By Joel Thurtell
About the time somebody hacked joelontheroad on August 17, New York Times business columnist Floyd Norris wrote about Capital Appreciation Bonds in California.
Why, he even credited me, in kind of a backhanded way, with being first to report the monstrous debt taken on by Poway Unified schools in San Diego, California. But he linked to the third of my Poway stories, May 12, 2012. By that time, I’d broken the story on May 1 in “CABs = compound trouble for California,” and added to it on May 10 in “Disaster shadows Poway.”
As I say, The Times linked to my third Poway story: “CAB scam in Poway,” on May 12.
My aim from last April, when I started blogging about California CABs, has been to get media attention to this financial travesty in hopes the California Legislature will do what Michigan’s Legislature did 18 years ago: ban CABs.
But I couldn’t write about it.
I was mute.
I went to blog about The Times and found a Google warning that my site was infested with a virus. Beware!
We’re not a big operation. We’re not a medium-sized news organization. In fact, we are so tiny an operation that the only way I can justify saying “we” is to make up names for my columnists.
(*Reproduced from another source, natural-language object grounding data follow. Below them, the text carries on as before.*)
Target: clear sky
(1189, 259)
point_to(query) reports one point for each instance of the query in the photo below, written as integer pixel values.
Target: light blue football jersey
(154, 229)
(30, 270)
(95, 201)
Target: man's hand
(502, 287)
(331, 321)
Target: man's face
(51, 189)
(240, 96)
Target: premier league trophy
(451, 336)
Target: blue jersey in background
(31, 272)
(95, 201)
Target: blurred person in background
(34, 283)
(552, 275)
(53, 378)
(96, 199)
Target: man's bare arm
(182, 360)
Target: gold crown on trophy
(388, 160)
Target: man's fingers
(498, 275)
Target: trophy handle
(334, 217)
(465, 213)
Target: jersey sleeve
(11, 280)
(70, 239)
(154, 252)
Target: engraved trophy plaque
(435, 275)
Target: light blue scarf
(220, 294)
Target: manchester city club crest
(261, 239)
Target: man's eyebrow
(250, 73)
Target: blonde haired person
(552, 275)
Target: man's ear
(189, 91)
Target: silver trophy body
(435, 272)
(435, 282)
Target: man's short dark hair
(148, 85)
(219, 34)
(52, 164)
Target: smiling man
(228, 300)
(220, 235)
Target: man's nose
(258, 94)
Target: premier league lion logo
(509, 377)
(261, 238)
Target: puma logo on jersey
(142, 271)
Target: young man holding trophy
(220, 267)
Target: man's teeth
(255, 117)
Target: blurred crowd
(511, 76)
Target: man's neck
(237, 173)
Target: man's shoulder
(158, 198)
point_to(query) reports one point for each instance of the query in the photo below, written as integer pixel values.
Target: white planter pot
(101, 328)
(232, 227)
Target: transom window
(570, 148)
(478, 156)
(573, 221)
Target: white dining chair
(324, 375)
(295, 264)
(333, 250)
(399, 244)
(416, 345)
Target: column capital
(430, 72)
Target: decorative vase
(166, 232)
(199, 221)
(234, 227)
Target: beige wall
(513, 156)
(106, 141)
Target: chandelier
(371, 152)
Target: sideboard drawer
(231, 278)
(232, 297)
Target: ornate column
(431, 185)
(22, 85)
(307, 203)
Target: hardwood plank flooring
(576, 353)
Melanie Munch, food critic.
Floyd Inkjet, media watchdog.
Ned Yardline, sports columnist.
Peter Pizzicato, music critic.
The only nonfiction member of my staff, besides me, is Peppermint Patti, the best-paid columnist. She happens to be a lapdog.
That’s all by way of explaining that when my site went down, I couldn’t simply call my IT department and demand immediate action.
So, I hired a free lance Internet trouble fixer and after a week, after google had inspected us and determined we are virus-free, I got joelontheroad back.
By then, I’d nearly forgotten my fleeting mention in The Times.
But now that I’m blogging again, I plan to write a column wherein I’ll explain why it happened that what Floyd Norris called “a Michigan blogger” broke the story of how a California school district borrowed $105 million and will repay almost a billion smackers.
And how similar CAB scams are going on all around California.
And how the Michigan Legislature banned CABs 18 years ago, after reading my stories in the Detroit Free Press.